Słowa, za które mnie Pan zaatakował, nie były moje, to był cytat, myślałam, że to jest jasne (kursywa). Więcej na ten temat tutaj, żeby nie zaśmiecać korespondencji:
viewtopic.php?f=5&t=74340&start=14600#p657226

Mimo, że nie jestem adresatką Pana słów, to Panu odpowiem, że szacunku i tolerancji dla ludzi odmiennych mi nie brakuje, i wiedzą o tym ci, którzy mnie znają. Nikogo nie dyskryminuję i nie wykluczam. Odróżniam Kościół jako instytucję od wiary, nie szydzę z niczyjej wiary ani czyichś autorytetów. Uważam, że wiara i wartości, którymi się ludzie w życiu kierują, to ich prywatna sprawa i nikomu do sumienia nie zaglądam. A pytanie jaki ja mam problem z wychowywaniem dzieci przez pary homoseksualne nie jest pytaniem do mnie, lecz do dorosłych dzieci tychże par. Ja nie mam z tym żadnego problemu, ale czy to ma dla nich jakieś znaczenie?

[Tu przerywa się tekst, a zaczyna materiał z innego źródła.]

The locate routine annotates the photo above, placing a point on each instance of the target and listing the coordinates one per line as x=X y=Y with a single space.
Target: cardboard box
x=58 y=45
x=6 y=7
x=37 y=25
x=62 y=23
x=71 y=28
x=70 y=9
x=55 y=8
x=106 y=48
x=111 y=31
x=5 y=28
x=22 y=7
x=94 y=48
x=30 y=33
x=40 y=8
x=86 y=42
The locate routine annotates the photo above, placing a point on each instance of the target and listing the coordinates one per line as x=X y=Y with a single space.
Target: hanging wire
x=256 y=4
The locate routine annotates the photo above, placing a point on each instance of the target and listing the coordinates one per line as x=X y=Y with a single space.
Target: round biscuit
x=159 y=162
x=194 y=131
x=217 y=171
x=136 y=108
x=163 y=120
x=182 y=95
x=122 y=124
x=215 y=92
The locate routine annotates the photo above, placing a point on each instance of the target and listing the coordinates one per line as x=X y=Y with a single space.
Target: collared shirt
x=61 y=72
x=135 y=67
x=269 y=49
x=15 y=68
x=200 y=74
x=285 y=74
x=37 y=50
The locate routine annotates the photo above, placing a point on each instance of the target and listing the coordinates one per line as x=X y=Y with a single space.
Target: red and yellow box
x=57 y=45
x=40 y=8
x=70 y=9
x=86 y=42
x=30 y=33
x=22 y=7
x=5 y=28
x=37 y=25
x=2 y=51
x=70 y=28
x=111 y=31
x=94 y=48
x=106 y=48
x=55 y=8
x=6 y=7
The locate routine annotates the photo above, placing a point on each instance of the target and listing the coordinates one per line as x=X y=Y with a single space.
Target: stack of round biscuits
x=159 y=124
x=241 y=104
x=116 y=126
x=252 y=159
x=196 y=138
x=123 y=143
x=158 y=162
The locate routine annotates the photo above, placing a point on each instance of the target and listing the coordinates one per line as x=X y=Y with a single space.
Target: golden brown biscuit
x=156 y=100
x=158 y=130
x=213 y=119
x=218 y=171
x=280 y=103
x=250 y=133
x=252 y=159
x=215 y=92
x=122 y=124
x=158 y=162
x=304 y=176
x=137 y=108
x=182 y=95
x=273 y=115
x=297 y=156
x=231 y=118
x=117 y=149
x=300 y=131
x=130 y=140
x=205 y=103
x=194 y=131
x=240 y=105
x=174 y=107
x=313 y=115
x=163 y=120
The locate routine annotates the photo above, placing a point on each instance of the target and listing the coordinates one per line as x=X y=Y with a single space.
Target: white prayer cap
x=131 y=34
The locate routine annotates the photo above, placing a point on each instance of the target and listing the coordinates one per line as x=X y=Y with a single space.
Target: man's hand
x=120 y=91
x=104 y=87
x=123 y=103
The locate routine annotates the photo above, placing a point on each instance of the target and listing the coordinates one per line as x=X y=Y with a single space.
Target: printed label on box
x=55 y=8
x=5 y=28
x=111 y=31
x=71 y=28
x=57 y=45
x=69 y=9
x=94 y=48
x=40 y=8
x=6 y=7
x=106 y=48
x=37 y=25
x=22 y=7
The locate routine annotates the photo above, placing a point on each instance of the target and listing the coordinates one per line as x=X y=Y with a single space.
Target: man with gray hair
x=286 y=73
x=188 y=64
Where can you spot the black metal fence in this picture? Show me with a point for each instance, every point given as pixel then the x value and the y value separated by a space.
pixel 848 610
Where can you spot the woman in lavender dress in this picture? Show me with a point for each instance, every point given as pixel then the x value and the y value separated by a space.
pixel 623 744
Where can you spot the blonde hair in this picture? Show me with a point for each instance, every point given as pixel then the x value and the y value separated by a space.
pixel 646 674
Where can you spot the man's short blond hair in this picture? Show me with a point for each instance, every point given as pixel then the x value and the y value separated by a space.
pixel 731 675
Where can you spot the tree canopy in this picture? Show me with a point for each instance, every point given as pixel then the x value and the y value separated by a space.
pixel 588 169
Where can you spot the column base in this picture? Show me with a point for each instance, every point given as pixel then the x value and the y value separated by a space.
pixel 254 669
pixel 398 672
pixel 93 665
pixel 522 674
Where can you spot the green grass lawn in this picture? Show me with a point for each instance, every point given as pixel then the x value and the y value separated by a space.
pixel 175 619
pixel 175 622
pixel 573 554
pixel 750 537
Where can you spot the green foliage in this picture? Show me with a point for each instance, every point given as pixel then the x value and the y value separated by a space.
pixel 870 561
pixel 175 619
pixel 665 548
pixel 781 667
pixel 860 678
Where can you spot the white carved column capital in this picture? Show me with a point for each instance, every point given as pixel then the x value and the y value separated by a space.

Nie potrafię się odnieść do podanych przez Pana informacji, że zdecydowanie częściej patologia dotyka dzieci w rodzinach tradycyjnych niż dzieci wychowywane przez pary homoseksualne, ponieważ nie znam wyników tych badań, a nie podał Pan źródła, co jest standardem.

Życzę dobrych dni bez uprzedzeń. Katofobia jest równie groźna co homofobia.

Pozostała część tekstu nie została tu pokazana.